Wednesday, August 3, 2011

Federal Government Borrows $239 Billion On Tuesday, U.S. Debt Has Largest One-Day Bump In History – Update: Borrowing Now Tops 100% Of GDP…


Un-friggen-real!

August 3, 2011
Weasel Zippers

(The Washington Times) — U.S. debt shot up $239 billion on Tuesday — the largest one-day bump in history — as the government flexed the new borrowing room it earned in this week’s debt-limit increase deal.

The debt subject to the statutory limit shot way past the old cap of $14.294 trillion to hit $14.532 trillion on Tuesday, according to the latest the Treasury Department figures, which are released on the next business day.

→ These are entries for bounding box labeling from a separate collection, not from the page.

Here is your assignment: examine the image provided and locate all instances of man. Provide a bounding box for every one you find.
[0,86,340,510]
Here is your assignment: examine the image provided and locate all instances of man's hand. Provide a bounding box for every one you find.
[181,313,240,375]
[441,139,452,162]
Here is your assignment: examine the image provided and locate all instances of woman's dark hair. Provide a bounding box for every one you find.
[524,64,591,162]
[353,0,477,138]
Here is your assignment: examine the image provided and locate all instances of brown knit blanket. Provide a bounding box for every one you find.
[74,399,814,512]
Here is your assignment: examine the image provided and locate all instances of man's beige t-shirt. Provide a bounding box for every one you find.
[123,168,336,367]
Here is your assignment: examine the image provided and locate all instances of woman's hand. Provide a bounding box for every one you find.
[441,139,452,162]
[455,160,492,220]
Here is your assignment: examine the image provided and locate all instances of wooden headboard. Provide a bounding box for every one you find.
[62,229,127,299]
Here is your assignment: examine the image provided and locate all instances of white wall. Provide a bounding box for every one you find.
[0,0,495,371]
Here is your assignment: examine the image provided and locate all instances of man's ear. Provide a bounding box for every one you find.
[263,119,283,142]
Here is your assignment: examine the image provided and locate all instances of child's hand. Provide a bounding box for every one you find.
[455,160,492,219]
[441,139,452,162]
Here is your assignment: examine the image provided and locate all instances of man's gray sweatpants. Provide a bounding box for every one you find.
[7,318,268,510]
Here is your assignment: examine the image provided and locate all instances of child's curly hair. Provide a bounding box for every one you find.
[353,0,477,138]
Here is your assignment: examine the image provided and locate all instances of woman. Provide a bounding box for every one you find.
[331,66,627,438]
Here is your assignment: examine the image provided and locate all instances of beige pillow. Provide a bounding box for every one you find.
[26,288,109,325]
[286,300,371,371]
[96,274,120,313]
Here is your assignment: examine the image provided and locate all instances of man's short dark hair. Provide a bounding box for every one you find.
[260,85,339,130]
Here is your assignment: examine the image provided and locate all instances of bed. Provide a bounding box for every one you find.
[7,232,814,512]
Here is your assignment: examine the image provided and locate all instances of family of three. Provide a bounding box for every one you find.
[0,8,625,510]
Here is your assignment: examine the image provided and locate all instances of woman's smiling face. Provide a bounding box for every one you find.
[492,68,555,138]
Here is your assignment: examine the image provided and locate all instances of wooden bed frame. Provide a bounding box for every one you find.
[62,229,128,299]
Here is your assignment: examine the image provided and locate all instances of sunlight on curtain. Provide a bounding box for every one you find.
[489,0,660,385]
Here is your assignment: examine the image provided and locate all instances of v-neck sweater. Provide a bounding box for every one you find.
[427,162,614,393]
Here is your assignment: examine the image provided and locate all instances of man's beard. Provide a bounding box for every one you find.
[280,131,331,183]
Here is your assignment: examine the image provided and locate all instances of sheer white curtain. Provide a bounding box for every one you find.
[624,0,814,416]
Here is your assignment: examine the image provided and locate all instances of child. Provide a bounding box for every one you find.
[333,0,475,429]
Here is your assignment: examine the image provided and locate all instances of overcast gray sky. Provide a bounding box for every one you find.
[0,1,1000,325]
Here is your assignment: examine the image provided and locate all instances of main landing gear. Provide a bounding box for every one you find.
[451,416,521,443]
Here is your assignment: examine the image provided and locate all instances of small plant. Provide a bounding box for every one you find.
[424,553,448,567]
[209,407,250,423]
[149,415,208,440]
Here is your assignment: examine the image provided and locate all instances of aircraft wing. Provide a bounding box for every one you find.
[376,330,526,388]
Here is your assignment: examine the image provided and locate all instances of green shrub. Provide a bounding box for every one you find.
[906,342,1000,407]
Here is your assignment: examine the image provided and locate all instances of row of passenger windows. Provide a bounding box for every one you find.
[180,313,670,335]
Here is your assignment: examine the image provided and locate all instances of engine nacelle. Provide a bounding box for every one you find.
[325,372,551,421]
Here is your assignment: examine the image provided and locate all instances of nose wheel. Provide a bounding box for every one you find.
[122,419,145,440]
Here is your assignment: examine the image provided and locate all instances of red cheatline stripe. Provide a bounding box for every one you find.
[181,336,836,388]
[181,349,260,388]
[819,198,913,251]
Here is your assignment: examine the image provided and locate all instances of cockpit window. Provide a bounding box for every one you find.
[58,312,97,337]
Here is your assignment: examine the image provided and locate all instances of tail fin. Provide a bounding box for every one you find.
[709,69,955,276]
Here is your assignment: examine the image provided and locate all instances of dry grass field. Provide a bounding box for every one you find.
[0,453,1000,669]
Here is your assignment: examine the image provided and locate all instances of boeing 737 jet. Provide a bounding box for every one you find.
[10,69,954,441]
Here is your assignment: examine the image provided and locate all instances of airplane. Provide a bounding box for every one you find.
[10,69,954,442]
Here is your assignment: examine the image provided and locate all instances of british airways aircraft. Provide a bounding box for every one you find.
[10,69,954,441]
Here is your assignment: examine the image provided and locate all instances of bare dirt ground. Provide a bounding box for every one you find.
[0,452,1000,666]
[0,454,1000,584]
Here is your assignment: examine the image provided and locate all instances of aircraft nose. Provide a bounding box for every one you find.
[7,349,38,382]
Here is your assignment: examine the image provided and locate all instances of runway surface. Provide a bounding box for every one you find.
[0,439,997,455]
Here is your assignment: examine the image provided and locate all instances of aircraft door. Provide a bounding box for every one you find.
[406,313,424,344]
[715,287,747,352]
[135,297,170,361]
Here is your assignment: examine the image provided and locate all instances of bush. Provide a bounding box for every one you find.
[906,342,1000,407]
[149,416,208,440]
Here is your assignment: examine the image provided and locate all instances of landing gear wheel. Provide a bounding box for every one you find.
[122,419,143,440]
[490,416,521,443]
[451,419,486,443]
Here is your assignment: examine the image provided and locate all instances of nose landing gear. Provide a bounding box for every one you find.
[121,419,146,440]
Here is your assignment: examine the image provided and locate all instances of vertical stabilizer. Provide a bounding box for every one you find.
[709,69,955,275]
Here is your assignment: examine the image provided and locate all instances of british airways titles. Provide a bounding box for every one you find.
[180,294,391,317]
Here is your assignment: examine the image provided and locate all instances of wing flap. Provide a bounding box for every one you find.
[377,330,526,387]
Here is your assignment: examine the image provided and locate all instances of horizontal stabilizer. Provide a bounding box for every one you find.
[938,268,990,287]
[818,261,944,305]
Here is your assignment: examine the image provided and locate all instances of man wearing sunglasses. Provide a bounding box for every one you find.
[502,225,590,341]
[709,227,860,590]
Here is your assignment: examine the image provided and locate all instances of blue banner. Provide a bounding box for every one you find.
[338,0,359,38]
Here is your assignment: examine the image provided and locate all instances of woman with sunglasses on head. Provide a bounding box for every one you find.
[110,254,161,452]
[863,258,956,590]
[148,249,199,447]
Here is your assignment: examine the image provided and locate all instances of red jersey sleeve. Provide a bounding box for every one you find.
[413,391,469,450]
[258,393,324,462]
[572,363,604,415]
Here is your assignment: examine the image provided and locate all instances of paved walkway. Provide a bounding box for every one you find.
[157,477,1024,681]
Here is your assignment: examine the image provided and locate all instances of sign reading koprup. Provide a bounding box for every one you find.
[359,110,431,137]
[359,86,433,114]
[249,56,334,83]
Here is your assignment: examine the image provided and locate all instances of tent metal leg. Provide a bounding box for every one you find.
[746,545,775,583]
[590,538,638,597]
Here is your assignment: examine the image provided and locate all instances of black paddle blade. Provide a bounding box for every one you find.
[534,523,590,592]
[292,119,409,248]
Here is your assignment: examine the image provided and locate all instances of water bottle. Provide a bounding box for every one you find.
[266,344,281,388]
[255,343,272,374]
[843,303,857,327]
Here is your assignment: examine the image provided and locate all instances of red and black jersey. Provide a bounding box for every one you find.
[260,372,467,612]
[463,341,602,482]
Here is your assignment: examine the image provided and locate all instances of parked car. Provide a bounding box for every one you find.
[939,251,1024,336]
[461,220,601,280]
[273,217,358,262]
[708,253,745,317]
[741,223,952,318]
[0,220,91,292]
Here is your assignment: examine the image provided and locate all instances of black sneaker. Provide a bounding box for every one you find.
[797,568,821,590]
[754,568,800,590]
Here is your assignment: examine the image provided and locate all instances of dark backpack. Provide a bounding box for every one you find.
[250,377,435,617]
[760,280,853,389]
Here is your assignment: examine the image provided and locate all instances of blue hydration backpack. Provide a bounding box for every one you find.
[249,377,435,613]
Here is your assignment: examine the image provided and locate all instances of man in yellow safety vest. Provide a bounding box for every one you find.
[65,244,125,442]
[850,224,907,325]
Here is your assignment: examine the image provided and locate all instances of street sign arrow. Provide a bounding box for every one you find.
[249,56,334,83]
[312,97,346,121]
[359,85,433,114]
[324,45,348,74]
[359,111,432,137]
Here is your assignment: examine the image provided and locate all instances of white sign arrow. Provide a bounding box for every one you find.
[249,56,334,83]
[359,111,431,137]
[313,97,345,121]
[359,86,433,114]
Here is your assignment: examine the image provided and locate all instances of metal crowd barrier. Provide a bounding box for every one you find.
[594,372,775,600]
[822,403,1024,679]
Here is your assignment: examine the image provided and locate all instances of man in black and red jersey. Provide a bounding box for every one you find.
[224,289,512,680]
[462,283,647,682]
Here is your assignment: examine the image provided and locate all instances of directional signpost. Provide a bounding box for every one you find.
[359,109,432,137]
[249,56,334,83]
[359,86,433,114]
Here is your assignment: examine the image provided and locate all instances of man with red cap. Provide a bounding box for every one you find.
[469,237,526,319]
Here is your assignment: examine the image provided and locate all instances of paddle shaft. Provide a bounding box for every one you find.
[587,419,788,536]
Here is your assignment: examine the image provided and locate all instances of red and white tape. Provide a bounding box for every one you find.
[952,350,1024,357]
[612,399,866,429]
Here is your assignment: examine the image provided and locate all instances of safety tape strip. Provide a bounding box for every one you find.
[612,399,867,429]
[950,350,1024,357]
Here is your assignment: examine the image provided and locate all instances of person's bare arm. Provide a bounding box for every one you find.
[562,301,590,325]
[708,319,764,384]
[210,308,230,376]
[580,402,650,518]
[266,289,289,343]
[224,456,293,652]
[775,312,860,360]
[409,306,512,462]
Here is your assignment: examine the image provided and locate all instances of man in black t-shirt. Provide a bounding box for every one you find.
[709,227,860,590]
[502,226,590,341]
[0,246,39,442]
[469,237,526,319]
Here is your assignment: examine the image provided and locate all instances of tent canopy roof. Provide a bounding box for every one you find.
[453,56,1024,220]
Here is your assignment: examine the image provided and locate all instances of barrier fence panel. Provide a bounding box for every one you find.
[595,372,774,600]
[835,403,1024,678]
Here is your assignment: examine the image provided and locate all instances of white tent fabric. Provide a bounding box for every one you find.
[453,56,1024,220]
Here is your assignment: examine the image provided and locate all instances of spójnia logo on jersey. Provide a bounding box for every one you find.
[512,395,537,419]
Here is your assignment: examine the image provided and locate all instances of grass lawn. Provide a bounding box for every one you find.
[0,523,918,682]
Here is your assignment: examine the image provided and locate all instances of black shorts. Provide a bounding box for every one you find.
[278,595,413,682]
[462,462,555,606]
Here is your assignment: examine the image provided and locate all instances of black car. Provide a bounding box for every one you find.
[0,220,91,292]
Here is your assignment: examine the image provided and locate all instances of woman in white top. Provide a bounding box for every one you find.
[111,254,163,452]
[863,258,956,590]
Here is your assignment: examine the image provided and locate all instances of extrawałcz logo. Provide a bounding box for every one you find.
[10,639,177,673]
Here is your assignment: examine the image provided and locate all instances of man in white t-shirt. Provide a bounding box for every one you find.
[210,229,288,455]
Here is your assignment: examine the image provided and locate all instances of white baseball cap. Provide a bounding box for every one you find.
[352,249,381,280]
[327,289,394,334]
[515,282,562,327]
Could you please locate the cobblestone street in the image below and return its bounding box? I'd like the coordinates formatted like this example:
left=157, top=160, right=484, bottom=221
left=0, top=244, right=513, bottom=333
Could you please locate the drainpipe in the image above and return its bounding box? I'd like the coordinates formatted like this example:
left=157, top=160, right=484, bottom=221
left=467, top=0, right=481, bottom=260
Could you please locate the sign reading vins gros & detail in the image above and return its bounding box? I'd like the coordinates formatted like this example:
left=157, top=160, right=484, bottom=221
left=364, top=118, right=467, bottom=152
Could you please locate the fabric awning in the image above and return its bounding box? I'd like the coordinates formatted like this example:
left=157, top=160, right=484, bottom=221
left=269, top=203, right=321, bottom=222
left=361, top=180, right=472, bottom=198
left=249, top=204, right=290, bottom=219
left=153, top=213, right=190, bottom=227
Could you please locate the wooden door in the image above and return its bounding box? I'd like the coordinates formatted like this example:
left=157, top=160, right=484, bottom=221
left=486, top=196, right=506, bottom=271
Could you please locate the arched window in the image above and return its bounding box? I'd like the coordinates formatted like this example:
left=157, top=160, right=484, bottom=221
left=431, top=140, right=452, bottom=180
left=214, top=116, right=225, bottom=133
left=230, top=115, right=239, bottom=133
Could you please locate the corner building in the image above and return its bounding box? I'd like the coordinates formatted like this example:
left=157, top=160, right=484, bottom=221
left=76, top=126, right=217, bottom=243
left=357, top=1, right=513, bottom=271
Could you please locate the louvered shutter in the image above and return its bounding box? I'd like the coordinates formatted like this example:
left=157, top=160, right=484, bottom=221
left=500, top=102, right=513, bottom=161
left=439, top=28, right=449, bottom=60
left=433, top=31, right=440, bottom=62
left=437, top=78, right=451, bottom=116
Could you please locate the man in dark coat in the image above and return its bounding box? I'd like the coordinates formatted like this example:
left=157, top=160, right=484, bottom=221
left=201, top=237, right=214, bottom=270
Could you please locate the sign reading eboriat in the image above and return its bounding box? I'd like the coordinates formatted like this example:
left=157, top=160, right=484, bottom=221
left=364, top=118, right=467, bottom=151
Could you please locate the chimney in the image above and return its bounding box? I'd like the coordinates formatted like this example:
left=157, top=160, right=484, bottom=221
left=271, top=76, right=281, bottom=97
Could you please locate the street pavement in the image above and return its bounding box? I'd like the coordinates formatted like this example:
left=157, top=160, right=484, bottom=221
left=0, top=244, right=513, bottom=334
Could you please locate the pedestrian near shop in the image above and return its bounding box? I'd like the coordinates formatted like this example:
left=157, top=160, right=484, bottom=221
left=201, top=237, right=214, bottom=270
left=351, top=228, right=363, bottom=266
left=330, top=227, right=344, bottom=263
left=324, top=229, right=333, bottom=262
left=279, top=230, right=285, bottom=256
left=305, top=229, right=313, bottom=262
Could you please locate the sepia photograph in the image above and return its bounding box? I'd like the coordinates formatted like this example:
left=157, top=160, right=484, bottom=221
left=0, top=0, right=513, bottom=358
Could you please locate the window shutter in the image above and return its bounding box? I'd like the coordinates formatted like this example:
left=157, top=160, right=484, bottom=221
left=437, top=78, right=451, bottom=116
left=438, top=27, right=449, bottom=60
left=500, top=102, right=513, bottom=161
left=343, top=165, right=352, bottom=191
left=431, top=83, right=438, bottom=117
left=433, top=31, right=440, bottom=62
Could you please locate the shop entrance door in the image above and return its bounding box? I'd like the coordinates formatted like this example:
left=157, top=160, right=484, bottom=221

That increase puts the government already remarkably close to the new debt limit of $14.694, which means one day’s new borrowing ate up 60 percent of the $400 billion in space Congress granted the president this week.

Debt numbers go up and down regularly, depending on what the Treasury Department is redeeming or issuing on any day, but have been on a steep upward trend for the past decade as spending has ballooned and revenues have fluctuated.

For the past 2 ½ months, though, the number essentially was frozen as the government was poised to reach the borrowing limit set by law. The Treasury Department used extraordinary means to stall, but was about to run out of room on Tuesday.

Update: One day after upping the debt ceiling and we’re already borrowing over 100% of GDP. Absolutely sickening.

(AFP) — US debt shot up $238 billion to reach 100 percent of gross domestic project after the government’s debt ceiling was lifted, Treasury figures showed Wednesday.

Treasury borrowing jumped Tuesday, the data showed, immediately after President Barack Obama signed into law an increase in the debt ceiling as the country’s spending commitments reached a breaking point and it threatened to default on its debt.

The new borrowing took total public debt to $14.58 trillion, over end-2010 GDP of $14.53 trillion, and putting it in a league with highly indebted countries like Italy and Belgium.